There are two ways in which to use the FastCDC struct defined in this module. One is to simply invoke cut() while managing your own start and remaining values. The other is to use the struct as an Iterator that yields Chunk structs which represent the offset and size of the chunks. Note that attempting to use both cut() and Iterator on the same FastCDC instance will yield incorrect results.

Note that the cut() function returns the 64-bit hash of the chunk, which may be useful in scenarios involving chunk size prediction using historical data, such as in RapidCDC or SuperCDC. This hash value is also given in the hash field of the Chunk struct. While this value has rather low entropy, it is computationally cost-free and can be put to some use with additional record keeping.

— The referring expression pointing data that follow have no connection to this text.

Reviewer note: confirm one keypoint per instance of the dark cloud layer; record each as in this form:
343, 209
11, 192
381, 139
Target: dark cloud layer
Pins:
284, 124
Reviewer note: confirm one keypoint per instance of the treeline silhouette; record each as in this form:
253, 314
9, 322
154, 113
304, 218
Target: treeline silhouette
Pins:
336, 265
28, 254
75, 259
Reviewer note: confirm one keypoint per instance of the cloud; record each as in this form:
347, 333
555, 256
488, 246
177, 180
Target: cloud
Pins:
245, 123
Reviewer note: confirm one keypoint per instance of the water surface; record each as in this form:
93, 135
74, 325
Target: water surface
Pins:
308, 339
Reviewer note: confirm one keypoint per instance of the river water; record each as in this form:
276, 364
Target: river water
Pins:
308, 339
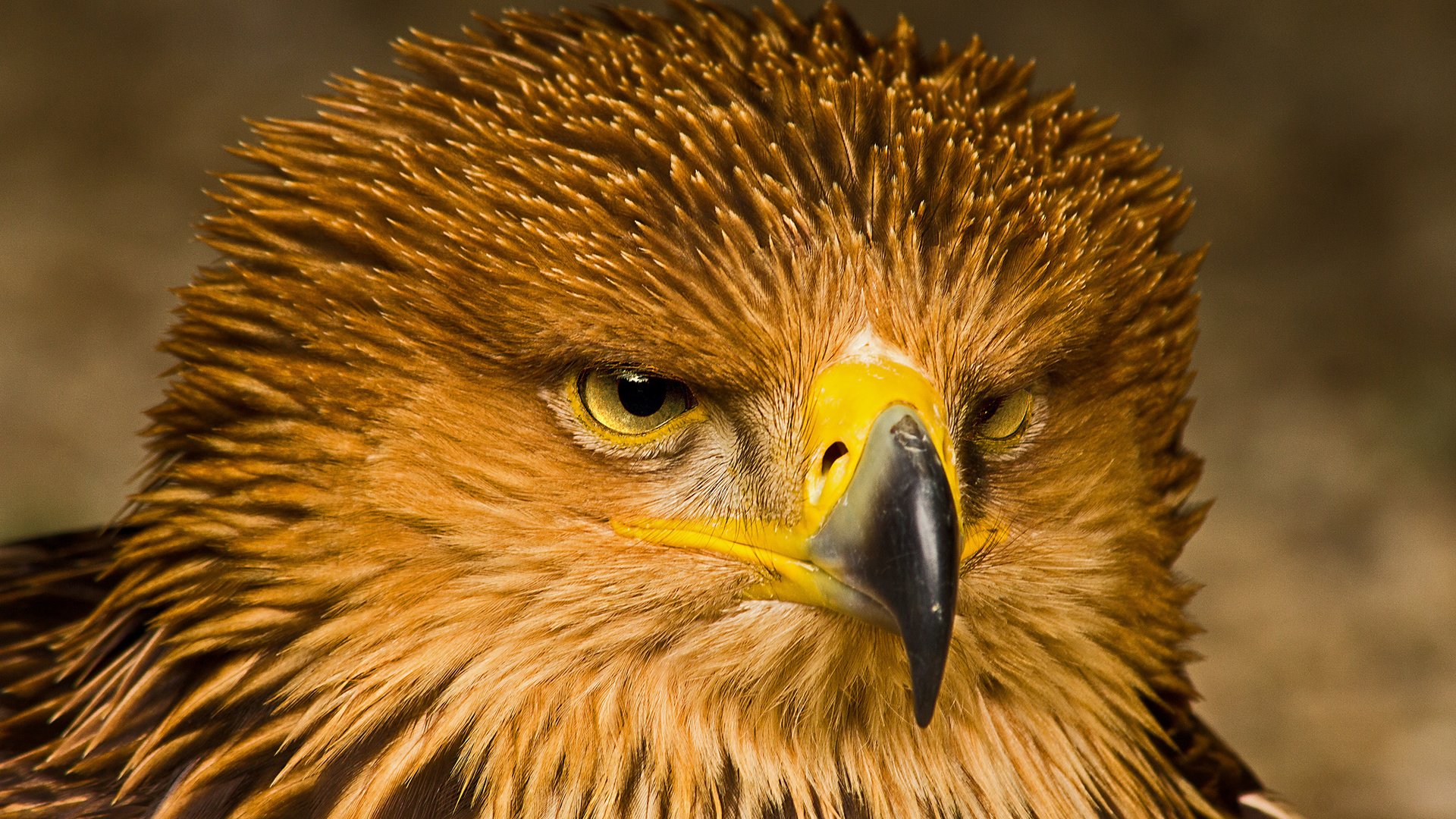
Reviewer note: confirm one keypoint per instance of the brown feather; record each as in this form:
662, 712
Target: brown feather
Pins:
373, 575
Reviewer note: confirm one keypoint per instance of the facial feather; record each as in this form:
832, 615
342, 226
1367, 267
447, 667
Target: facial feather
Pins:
378, 556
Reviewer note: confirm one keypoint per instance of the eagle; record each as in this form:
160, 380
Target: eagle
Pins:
704, 414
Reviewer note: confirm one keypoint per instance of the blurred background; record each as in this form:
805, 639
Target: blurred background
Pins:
1316, 136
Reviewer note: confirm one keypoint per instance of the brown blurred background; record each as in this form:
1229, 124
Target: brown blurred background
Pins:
1316, 136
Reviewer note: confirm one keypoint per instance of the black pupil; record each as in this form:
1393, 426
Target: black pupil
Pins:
642, 395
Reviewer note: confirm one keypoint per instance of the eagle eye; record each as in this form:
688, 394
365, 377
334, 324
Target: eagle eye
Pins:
1003, 420
631, 403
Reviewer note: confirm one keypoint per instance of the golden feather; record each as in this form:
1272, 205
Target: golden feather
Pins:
375, 572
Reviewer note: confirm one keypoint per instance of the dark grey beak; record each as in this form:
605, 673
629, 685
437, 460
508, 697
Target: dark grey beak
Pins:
894, 538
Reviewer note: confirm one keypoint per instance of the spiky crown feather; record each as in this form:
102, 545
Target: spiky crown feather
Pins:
297, 621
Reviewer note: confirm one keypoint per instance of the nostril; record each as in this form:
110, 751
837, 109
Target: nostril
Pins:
833, 453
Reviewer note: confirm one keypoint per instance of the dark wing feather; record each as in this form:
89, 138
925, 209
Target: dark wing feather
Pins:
1206, 761
47, 585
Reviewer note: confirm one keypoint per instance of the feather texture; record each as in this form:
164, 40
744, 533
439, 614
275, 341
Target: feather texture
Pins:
373, 575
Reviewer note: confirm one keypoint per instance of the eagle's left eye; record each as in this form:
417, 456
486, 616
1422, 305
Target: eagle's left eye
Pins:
632, 403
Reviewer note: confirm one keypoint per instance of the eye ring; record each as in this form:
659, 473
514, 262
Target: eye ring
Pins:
631, 406
1002, 422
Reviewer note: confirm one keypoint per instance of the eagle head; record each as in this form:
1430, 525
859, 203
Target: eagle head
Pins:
711, 414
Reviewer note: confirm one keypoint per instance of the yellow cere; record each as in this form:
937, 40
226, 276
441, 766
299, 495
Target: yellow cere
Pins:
843, 404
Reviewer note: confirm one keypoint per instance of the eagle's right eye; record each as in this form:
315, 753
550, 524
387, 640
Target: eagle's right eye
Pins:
1003, 420
632, 403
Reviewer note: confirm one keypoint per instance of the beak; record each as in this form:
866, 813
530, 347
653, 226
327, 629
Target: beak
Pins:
880, 537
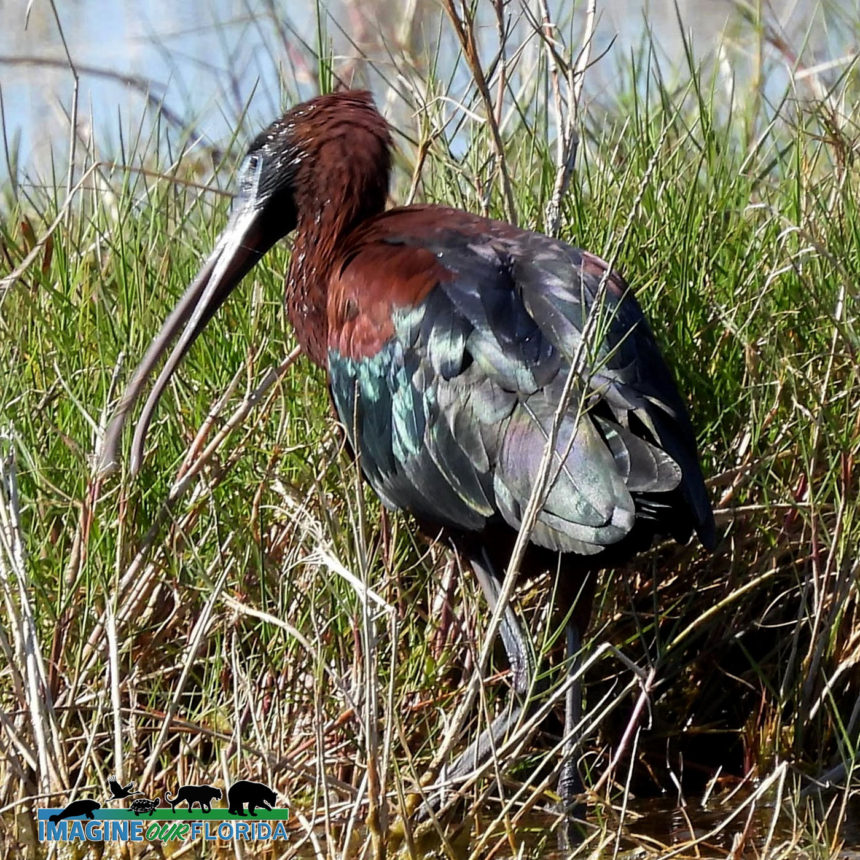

The StreamCDC implementation is similar to FastCDC except that it will read data from a Read into an internal buffer of max_size and produce ChunkData values from the Iterator.

Structs

Chunk
Represents a chunk returned from the FastCDC iterator.
ChunkData
Represents a chunk returned from the StreamCDC iterator.
FastCDC
The FastCDC chunker implementation from 2020.
StreamCDC
The FastCDC chunker implementation from 2020 with streaming support.

Enums

Error
The error type returned from the StreamCDC iterator.
Normalization
The level for the normalized chunking used by FastCDC.

Constants

AVERAGE_MAX
Largest acceptable value for the average chunk size.
AVERAGE_MIN
Smallest acceptable value for the average chunk size.
MAXIMUM_MAX
Largest acceptable value for the maximum chunk size.
MAXIMUM_MIN
Smallest acceptable value for the maximum chunk size.
MINIMUM_MAX
Largest acceptable value for the minimum chunk size.
MINIMUM_MIN
Smallest acceptable value for the minimum chunk size.